Imaginez. On est en 1968, sur Carnaby Street, au cœur de Swinging London. Jimi Hendrix ondule sur la chaussée, certains diront titube, mais non, on insiste, il ondule. Dans sa main, une jolie cage gigote gentiment. Dans la cage, Adam et Eve, ses deux perruches à collier, se bécotent. Le musicien s’arrête. Il lève les yeux et dans une tirade enlevée et inspirée, certes sans doute par un certain nombre de substances plus ou moins licites, annonce que ses volatiles ont, autant que lui, le droit de tutoyer le ciel. Il ouvre la cage. Adam et Eve, libres, s’en vont à tire d’ailes forniquer sur une branche.

Imaginez. On est en 1951, dans les studios de cinéma Worton Hall à Isleworth, à l'ouest de Londres. Le tournage de The African Queen bat son plein. Humphrey Bogart se penche sur Katharine Hepburn et l'enlace fougueusement pour un baiser passionné et tant attendu.

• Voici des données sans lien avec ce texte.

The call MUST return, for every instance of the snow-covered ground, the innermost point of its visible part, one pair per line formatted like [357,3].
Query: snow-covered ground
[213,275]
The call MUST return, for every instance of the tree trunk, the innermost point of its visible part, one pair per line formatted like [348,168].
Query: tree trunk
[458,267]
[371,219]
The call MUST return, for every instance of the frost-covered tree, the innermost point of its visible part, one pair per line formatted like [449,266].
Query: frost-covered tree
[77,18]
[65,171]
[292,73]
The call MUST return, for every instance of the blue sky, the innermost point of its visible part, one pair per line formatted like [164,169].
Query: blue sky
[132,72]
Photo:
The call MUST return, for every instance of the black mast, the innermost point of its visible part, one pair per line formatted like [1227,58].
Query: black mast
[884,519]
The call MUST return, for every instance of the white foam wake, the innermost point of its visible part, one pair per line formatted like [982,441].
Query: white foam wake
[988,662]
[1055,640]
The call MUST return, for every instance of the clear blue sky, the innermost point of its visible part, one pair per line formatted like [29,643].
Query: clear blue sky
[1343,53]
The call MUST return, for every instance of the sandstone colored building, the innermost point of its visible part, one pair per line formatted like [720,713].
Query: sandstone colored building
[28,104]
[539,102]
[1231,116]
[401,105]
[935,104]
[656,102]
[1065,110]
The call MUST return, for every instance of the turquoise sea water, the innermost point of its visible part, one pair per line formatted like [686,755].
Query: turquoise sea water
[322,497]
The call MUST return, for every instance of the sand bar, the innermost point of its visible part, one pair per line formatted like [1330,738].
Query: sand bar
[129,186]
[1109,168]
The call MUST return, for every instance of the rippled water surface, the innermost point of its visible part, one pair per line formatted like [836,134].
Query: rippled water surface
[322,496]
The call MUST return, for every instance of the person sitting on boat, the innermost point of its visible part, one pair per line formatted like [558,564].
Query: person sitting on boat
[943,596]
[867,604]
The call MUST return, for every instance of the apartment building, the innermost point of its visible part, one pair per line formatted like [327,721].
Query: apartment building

Soudain, une paire de perruches passent au-dessus du couple de légende. Elles s'envolent par une fenêtre du studio laissée ouverte et partent coloniser le Royaume.

Incontournables

Elles sont partout. Dans Hyde Park et sur Hampstead Heath, dans les allées du délicat Holland Park ou des majestueux Kensington Gardens ou encore dans les buissons de rhododendrons de Richmond Park. Elles sont tellement partout que parfois on ne s'entend plus penser tant elles bavassent sur leurs branches. Il paraît que c'est un signe de bonne santé. Les perruches à collier, imposantes et vert vif, sont aussi incontournables dans les parcs britanniques que les bancs de la mémoire dont on parlait précédemment ou les écureuils gris. Elles seraient environ 50 000, juste dans la région de Londres.

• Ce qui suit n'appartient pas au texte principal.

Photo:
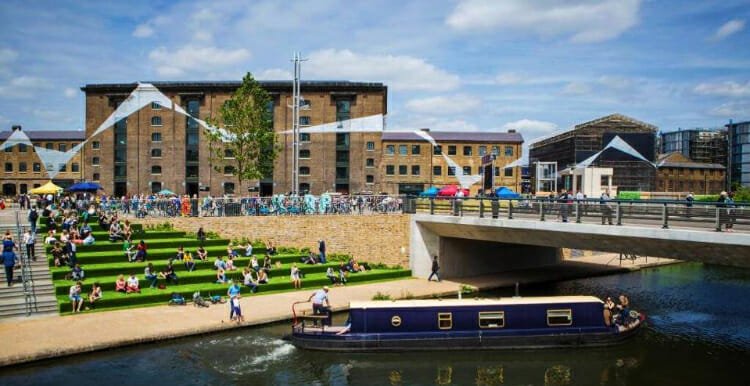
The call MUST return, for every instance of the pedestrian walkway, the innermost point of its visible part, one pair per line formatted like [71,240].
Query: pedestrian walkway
[13,299]
[27,340]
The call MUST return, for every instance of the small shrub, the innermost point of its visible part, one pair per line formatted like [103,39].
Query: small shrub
[381,296]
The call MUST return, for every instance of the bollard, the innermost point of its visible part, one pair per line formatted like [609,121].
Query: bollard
[541,211]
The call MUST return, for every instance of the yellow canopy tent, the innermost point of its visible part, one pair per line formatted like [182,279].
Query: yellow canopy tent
[48,188]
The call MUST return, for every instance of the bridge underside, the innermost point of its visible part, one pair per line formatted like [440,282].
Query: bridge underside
[468,246]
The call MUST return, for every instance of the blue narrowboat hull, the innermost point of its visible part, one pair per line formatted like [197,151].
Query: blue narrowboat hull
[473,340]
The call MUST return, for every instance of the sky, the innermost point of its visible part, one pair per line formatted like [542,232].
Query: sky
[537,66]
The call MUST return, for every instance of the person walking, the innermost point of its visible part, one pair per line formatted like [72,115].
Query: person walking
[321,304]
[28,241]
[435,269]
[9,257]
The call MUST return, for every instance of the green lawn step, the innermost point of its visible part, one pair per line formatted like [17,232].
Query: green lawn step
[148,296]
[106,245]
[99,272]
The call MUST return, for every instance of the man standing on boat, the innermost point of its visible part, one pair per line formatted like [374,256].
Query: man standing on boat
[321,305]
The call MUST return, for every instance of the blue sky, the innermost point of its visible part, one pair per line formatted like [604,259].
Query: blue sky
[536,66]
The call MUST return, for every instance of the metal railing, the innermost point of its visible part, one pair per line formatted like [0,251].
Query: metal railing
[27,279]
[666,214]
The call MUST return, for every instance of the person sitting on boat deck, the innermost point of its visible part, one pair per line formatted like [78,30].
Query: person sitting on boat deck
[127,249]
[219,263]
[624,308]
[321,305]
[331,276]
[221,276]
[262,277]
[609,309]
[202,254]
[254,264]
[151,275]
[248,281]
[141,251]
[77,274]
[133,285]
[115,232]
[187,258]
[120,284]
[95,295]
[85,230]
[168,274]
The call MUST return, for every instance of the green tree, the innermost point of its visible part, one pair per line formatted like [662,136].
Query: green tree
[246,133]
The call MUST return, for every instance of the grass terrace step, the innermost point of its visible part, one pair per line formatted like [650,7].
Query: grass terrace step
[204,275]
[94,272]
[116,247]
[147,297]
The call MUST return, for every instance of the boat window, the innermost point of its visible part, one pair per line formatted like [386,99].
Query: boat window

Jusqu’à peu, l’explication de cette présence incongrue – le volatile est originaire d’Afrique et d’Asie – reposait sur les deux légendes ci-dessus. Une autre évoquait un avion qui se serait crashé sur des volières, dans les années 70, relâchant des dizaines d’oiseaux.

Fièvre du perroquet

Malheureusement, une très sérieuse étude scientifique publiée dans le Journal of Zoology vient de tuer les mythes. En fait, l'explication est bien plus terre à terre et bien moins poétique. D'abord, les chercheurs des universités londoniennes Queen Mary, UCL et Goldsmiths ont retrouvé des traces de la présence de ces perruches au Royaume-Uni depuis le XIXe siècle, 1855 très exactement, assez longtemps avant la naissance de Jimi Hendrix. Leur prolifération dans la nature serait essentiellement liée à des pics d'inquiétude sur une contamination par la fièvre du perroquet, ou psittacose, en 1929-1930 puis en 1952.

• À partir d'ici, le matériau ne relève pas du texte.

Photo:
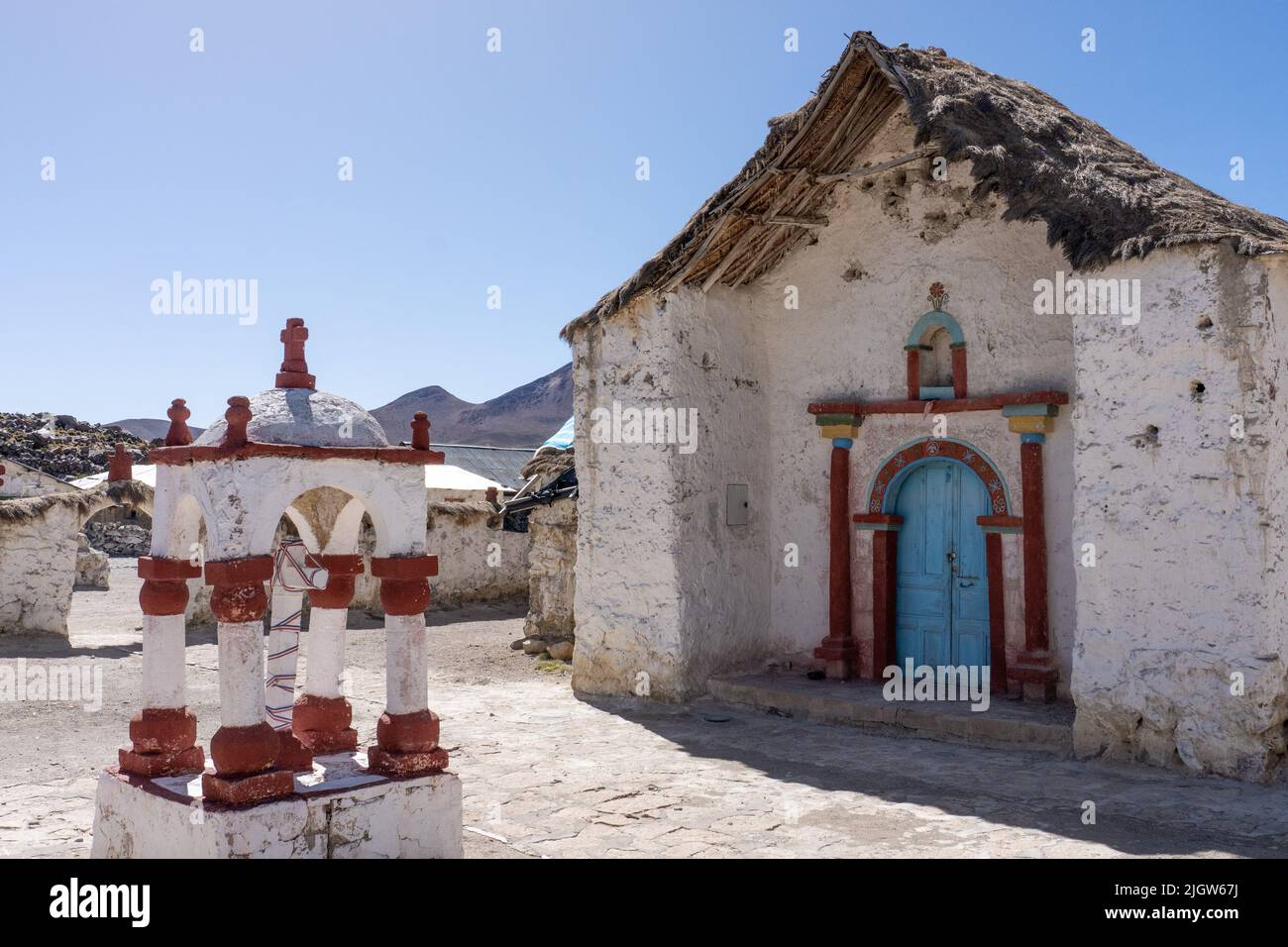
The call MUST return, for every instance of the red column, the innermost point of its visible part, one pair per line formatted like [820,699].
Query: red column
[958,354]
[838,648]
[163,738]
[1034,673]
[996,612]
[407,732]
[885,554]
[325,724]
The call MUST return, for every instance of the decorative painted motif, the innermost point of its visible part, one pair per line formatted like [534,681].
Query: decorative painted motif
[938,295]
[939,449]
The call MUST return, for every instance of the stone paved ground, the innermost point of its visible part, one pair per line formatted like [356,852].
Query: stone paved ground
[546,775]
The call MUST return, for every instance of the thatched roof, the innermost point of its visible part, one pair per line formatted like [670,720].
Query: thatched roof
[464,512]
[84,501]
[549,463]
[1102,200]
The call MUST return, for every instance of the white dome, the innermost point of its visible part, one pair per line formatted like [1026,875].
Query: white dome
[304,416]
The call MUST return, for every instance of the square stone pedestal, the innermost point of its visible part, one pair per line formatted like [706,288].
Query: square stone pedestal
[339,810]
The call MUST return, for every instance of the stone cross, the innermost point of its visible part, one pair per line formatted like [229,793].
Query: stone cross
[420,432]
[295,369]
[120,466]
[178,412]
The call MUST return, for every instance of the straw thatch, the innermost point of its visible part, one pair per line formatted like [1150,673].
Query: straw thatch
[1100,198]
[86,502]
[464,512]
[549,463]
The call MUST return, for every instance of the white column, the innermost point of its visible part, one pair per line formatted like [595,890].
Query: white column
[162,661]
[326,651]
[406,664]
[283,654]
[241,674]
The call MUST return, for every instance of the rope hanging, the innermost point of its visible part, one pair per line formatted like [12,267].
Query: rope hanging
[294,574]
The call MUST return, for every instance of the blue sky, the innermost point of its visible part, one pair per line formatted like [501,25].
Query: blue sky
[473,169]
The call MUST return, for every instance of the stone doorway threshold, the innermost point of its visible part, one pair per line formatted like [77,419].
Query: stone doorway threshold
[1006,723]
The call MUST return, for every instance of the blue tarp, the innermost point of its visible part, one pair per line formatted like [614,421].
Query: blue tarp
[562,438]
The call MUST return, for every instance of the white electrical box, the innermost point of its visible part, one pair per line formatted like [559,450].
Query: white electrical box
[735,504]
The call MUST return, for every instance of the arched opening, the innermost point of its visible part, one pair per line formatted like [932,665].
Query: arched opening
[935,506]
[936,359]
[936,364]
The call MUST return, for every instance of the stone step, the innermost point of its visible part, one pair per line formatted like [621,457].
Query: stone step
[1006,723]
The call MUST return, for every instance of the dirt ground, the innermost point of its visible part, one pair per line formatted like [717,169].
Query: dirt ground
[548,775]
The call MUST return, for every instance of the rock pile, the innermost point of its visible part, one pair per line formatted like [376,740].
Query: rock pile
[62,446]
[119,539]
[91,566]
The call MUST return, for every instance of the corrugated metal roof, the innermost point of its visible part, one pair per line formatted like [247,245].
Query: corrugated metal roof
[500,464]
[451,476]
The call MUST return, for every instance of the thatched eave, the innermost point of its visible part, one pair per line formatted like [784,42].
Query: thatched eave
[1100,198]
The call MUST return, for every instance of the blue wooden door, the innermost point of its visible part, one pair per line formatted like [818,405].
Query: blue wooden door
[941,587]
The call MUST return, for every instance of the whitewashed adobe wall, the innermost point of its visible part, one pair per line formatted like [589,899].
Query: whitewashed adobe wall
[21,479]
[476,564]
[1189,531]
[862,289]
[1188,521]
[38,570]
[552,571]
[669,594]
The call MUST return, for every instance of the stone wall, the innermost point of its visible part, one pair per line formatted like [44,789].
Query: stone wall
[552,573]
[1188,522]
[42,557]
[38,571]
[1186,519]
[477,562]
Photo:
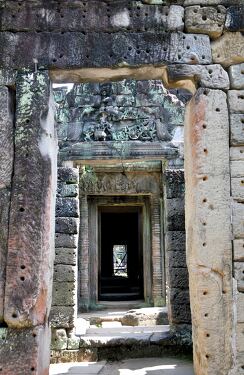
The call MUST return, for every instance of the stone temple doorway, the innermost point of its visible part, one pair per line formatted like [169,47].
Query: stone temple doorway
[120,253]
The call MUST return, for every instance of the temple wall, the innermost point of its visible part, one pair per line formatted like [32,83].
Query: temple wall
[194,44]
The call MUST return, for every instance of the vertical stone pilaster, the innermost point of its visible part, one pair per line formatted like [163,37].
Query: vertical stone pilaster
[6,170]
[208,230]
[84,255]
[31,230]
[156,251]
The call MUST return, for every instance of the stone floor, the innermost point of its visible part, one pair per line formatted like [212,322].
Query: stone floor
[142,366]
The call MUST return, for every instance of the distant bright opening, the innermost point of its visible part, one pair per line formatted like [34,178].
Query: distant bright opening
[120,260]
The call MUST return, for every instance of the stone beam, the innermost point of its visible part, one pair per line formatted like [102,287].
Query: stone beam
[208,230]
[76,49]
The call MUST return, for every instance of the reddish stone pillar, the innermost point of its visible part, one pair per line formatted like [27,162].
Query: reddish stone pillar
[25,343]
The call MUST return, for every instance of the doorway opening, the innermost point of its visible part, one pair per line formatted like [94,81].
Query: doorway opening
[120,254]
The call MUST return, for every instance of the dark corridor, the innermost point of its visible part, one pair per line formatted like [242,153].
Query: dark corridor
[121,265]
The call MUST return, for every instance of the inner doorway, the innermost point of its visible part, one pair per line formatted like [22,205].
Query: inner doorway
[120,254]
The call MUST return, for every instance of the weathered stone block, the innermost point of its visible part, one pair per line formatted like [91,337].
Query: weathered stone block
[63,316]
[180,313]
[237,188]
[240,307]
[66,225]
[24,351]
[73,342]
[210,76]
[64,294]
[234,18]
[64,273]
[174,183]
[31,224]
[179,296]
[237,153]
[208,229]
[236,129]
[65,256]
[7,136]
[205,20]
[175,214]
[236,73]
[66,240]
[228,49]
[108,49]
[178,278]
[236,168]
[68,175]
[236,101]
[7,77]
[175,241]
[239,275]
[239,250]
[67,207]
[67,191]
[176,259]
[59,339]
[238,219]
[4,220]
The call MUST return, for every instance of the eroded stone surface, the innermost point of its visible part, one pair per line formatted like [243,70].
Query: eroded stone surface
[236,73]
[205,20]
[208,224]
[236,101]
[237,129]
[24,351]
[228,49]
[107,49]
[31,228]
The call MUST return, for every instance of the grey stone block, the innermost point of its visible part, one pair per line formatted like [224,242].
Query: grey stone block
[175,241]
[205,20]
[66,225]
[66,240]
[63,272]
[64,294]
[59,339]
[235,18]
[63,316]
[7,136]
[68,175]
[67,207]
[67,190]
[174,183]
[175,214]
[236,101]
[179,296]
[65,256]
[237,129]
[176,259]
[178,278]
[108,49]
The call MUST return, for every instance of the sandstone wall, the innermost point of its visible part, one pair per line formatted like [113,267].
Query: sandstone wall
[199,43]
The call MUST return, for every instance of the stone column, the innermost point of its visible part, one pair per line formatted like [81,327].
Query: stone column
[6,170]
[156,251]
[208,230]
[84,254]
[31,230]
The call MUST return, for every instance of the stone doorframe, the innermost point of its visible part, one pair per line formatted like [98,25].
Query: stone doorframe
[140,186]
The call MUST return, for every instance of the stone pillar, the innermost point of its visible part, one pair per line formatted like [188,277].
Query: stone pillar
[208,230]
[31,230]
[6,170]
[175,250]
[156,252]
[84,255]
[64,302]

A l'époque, avoir une volière à la maison, comme animal de compagnie, était bien plus prisé qu'avoir un chien, un chat ou un hamster. Mais une campagne médiatique sur les risques de la fièvre du perroquet aurait entraîné une libération en masse des perruches, «plus facile à lâcher par la fenêtre qu'à estourbir», a expliqué l'une des chercheuses, Sarah Elizabeth Cox. Même les scientifiques l'ont reconnu, l'explication de la prolifération des perruches au Royaume-Uni est un peu décevante. «J'aurais bien aimé que l'histoire de Jimi Hendrix soit vraie, a confié Sally Faulkner, de Queen Mary University of London. Malheureusement, ce n'est pas le cas.»